Von San.-Rat Dr. Johannes Angeli
Teil 1. 2: Ein ungarndeutsches Dorf vor dem Weltkrieg
Vielleicht klingen meine letzten Ausführungen über die Isszimmerer dörflichen Strukturen sehr nach überzogenen Reglementierungen oder sogar – modern beurteilt – nach Freiheitseinschränkung des Einzelnen. Aber die Isszimmerer wussten damit umzugehen und ihre zahlreichen historisch gewachsenen Feierlichkeiten und ihre traditionellen Gewohnheiten ausführlich zu genießen.
Faschingszeit war Hochstimmungszeit. Es wurde nach alter deutscher Tradition drei Tage von Jung und Alt gefeiert. Da wurde in allen drei Wirtshäusern oft drei Tage bei Tanz mit Blasmusik und viel Wein praktisch durchgefeiert. Heim ging es nur zum Viehfüttern und zum Essen.
Nach dem 1. Weltkrieg wollte man den Fasching auf den Sonntag begrenzen, was die sinnesfreudigen Dörfler durch die Einführung der sogenannten „Lumpentage” am Montag und Dienstag bis Aschermittwoch listig umgingen. Am ersten Augustwochenende war Kirchweihfest (St. Anna). Obwohl unpassend mitten in der Erntezeit, war Hochstimmung mit Tanz und Musik in allen Gaststätten. Kirmesgemäß waren Karussells und andere Volksbelustigungen aufgebaut. Es war auch Usus, dass die außerhalb Isszimmer wohnende Verwandtschaft zahlreich anreiste.

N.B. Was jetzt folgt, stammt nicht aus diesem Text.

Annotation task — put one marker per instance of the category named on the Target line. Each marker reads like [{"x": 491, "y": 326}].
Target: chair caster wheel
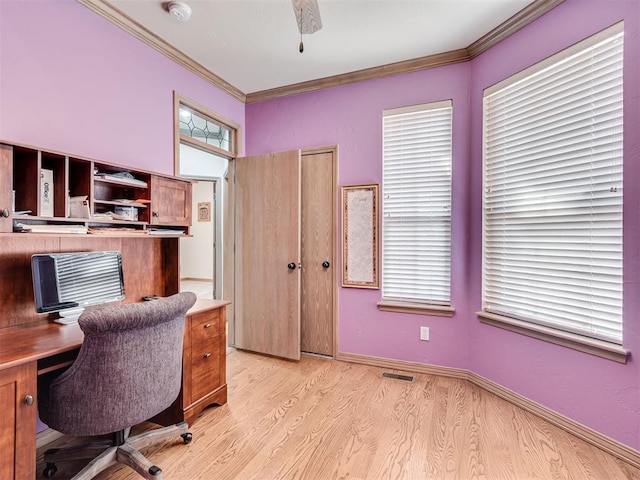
[{"x": 50, "y": 470}]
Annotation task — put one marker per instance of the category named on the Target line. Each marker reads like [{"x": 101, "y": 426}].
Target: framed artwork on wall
[
  {"x": 360, "y": 236},
  {"x": 204, "y": 211}
]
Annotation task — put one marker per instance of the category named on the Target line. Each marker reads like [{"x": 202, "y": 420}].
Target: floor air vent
[{"x": 406, "y": 378}]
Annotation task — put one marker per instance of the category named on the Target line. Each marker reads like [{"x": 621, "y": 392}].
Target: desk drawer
[
  {"x": 205, "y": 327},
  {"x": 205, "y": 368}
]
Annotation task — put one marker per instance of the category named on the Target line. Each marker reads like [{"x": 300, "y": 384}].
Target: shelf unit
[{"x": 152, "y": 200}]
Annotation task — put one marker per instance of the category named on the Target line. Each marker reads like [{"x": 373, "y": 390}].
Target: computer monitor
[{"x": 68, "y": 282}]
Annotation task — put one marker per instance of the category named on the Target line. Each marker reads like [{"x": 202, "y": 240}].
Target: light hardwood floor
[{"x": 323, "y": 419}]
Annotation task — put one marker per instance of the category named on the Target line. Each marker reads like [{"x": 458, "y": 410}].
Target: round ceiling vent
[{"x": 179, "y": 10}]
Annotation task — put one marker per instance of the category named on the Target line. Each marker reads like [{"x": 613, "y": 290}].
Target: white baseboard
[
  {"x": 47, "y": 436},
  {"x": 589, "y": 435}
]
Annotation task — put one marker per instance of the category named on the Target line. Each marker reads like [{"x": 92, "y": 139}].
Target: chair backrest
[{"x": 129, "y": 367}]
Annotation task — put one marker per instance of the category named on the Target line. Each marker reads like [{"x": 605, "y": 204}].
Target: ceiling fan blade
[{"x": 307, "y": 15}]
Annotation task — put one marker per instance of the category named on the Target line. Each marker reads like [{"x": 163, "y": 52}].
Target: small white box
[
  {"x": 46, "y": 193},
  {"x": 126, "y": 213}
]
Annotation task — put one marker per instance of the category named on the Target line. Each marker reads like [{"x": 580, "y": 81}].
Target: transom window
[{"x": 199, "y": 127}]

Selbst wir aus Deutschland richteten später oft unsere Urlaubsplanung für Ungarnreisen danach aus, weil man so die umfangreiche Verwandtschaft fast komplett treffen konnte. Gutes Essen und umfangreiche Verköstigungen bei selbstgekeltertem Wein waren selbstverständlich, wie auch der Gegenbesuch, wenn bei den Gästen Kirchweih war. So kann ich mich gut erinnern, dass wir alljährlich in Werischwar zur Kirmes bei Verwandten in der obengenannten Angeli-Kosn waren und bei einer dieser Gelegenheiten auch an meinen ersten, beeindruckenden Besuch im Budapester Zoo.

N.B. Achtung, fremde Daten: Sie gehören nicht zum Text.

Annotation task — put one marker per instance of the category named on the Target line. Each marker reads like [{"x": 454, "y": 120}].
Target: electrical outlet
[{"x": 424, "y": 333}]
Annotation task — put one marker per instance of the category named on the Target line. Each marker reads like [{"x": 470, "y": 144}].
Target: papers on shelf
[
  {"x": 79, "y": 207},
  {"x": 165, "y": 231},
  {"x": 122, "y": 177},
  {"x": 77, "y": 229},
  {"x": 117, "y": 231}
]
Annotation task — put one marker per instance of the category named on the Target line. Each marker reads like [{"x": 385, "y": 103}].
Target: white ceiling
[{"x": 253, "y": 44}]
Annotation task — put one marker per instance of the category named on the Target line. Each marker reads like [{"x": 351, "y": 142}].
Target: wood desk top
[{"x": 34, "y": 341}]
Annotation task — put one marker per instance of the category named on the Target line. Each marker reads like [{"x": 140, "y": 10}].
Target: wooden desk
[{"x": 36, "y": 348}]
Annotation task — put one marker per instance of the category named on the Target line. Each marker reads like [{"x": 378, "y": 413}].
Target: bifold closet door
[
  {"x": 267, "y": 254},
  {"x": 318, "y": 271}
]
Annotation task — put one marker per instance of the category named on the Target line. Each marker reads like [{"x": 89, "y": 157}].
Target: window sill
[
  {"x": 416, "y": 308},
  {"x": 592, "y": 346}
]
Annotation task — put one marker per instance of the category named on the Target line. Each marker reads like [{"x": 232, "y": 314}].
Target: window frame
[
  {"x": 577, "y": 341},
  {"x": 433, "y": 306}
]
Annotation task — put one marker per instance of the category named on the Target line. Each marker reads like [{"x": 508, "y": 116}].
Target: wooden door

Höhepunkte waren auch die Hochzeiten. Da die Verwandtschaftsverhältnisse sehr weitläufig gepflegt wurden, waren die Hochzeiten mit 200 Gästen keine Seltenheit. Auch ich hatte das Vergnügen an zwei Hochzeiten dieses Formats noch Anfang der 1980er Jahre bei meinen Cousins in Ungarn teilnehmen zu können. Nach der kirchlichen Trauung wurde wohl im großen Saal an langen Tischen gefeiert und getanzt, aber im Hof unterm großen Zelt war eine Art Feldküche aufgebaut, wo zahlreiche Frauen damit beschäftigt waren zahlreiche geschlachtete Tiere aus beiden Elternhäusern (u. a. Kalb, Schwein Hammel und viel Geflügel) kochend und bratend zu verarbeiten und im Saal aufzutragen. Daneben floss der Wein aus dem eigenen Presshaus in Strömen und die Blaskapelle spielte zum flotten Tanz bis in die frühen Morgenstunden. Einfach, ein einmaliges Erlebnis!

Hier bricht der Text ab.